Doing our standard battery test of 1080p video loop with 50% brightness, 50% volume, headphones plugged in, and airplane mode, a full charge on the Lenovo Legion Y540 lasted for 6 hours and 48 minutes. Charging the laptop from 0% to 100% took around 1 hour and 48 minutes. The Legion Y540’s battery life performed great for its class, almost doubling the Y545’s 3 hours and 36 minutes of battery life.

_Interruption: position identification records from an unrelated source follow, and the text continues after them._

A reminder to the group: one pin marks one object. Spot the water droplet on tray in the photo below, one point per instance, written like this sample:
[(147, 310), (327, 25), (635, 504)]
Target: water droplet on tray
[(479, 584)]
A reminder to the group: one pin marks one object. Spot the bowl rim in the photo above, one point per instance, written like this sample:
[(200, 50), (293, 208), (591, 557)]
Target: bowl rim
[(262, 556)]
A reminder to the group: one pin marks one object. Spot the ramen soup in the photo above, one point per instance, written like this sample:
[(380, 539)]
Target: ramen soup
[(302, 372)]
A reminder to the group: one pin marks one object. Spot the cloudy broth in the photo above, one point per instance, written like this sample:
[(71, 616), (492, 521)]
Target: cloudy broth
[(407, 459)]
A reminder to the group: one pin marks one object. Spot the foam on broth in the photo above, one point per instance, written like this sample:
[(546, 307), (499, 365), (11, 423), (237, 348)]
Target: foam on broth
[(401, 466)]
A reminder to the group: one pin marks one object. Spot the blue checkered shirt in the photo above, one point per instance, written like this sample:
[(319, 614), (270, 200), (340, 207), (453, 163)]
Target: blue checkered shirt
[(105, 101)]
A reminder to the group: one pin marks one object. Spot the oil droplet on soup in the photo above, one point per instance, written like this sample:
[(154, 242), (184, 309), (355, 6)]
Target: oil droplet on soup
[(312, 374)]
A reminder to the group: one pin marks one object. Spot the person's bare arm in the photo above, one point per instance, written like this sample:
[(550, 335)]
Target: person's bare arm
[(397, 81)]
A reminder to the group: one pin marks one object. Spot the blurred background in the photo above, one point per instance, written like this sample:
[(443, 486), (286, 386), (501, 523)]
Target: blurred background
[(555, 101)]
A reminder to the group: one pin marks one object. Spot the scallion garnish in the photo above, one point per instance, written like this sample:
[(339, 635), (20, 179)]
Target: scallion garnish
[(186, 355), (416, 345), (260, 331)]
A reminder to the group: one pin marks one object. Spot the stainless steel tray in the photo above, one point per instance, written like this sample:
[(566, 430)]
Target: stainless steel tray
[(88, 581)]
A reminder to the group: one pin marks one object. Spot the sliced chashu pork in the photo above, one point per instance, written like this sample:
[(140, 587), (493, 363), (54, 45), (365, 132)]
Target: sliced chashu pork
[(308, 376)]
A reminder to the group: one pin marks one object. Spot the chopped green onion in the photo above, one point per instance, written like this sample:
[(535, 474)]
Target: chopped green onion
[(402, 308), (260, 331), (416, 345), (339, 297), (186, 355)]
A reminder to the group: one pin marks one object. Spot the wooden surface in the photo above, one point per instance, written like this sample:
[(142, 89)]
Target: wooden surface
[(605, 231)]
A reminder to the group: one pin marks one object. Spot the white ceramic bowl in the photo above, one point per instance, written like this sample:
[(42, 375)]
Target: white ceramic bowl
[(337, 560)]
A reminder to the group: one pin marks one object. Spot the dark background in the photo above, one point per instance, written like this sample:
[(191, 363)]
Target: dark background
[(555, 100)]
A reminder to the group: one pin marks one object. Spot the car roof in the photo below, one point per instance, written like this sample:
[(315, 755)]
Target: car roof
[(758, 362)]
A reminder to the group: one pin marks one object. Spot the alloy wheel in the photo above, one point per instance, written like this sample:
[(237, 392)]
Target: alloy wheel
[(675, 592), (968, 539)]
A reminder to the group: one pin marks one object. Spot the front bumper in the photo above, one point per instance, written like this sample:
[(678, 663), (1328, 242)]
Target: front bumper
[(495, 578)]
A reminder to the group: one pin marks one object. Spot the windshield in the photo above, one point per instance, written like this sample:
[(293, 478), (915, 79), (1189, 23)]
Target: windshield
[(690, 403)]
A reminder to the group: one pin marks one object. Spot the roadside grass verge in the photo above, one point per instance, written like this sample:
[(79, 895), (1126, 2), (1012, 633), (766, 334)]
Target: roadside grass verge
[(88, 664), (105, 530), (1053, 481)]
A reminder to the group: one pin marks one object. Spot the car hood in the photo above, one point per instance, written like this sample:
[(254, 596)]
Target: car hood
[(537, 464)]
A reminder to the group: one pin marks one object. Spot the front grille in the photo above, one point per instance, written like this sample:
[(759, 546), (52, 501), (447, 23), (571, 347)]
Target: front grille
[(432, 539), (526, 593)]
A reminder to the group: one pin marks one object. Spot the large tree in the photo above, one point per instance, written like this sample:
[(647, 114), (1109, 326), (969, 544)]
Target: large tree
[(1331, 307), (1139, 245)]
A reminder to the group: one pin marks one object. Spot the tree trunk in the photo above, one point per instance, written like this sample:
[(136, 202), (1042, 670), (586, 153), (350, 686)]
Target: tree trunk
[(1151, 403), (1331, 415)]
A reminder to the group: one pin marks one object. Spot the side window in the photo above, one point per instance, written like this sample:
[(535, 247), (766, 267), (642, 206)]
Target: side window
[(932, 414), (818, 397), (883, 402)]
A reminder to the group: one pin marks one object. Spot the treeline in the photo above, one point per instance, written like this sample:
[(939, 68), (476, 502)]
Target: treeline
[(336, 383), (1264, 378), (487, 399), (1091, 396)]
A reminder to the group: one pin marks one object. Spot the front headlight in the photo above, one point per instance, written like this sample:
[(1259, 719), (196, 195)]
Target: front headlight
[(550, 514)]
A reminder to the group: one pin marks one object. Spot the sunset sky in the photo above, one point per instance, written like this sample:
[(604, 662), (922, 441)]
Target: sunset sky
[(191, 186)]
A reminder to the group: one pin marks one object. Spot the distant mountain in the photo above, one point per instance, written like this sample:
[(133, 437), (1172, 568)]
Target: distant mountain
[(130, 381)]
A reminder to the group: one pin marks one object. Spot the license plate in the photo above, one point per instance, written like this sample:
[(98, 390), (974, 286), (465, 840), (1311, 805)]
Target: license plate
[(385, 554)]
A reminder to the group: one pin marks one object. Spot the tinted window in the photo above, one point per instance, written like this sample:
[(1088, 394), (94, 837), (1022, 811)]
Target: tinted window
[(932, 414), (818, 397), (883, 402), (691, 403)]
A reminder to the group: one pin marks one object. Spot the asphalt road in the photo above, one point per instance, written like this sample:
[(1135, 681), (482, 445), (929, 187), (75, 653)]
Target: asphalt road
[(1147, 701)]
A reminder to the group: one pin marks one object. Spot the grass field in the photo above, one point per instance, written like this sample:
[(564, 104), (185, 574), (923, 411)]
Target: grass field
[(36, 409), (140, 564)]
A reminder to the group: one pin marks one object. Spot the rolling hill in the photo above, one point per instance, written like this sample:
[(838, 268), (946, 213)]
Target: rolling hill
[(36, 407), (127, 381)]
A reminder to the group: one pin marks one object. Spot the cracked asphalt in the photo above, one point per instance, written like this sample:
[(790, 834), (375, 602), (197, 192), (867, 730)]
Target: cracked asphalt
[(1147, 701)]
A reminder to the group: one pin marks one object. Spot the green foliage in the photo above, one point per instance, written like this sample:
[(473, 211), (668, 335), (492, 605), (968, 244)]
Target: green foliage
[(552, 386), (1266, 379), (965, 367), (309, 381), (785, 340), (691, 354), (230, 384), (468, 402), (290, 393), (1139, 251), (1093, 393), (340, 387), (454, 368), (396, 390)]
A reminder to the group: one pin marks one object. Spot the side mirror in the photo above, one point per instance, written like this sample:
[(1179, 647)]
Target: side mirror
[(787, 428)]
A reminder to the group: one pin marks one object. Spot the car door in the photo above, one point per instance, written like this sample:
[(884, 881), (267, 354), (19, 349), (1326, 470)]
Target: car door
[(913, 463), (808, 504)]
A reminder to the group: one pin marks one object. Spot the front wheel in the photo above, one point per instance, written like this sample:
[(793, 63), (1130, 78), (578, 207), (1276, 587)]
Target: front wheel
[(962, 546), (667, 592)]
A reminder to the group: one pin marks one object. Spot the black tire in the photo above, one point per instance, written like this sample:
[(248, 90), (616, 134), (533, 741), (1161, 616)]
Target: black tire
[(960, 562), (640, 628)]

For the price tag of PHP 89,995, it’s hard to suggest this variant of the Lenovo Legion Y540. It’s only PHP 5,000 less than the Legion Y545, and you’ll be spending more money down the line upgrading the RAM, further reducing the price gap. If you had the budget, we’d recommend you go for the Legion Y545 instead, and you’ll be getting a far better display capable of high refresh rates, twice as much RAM, and a more compact body.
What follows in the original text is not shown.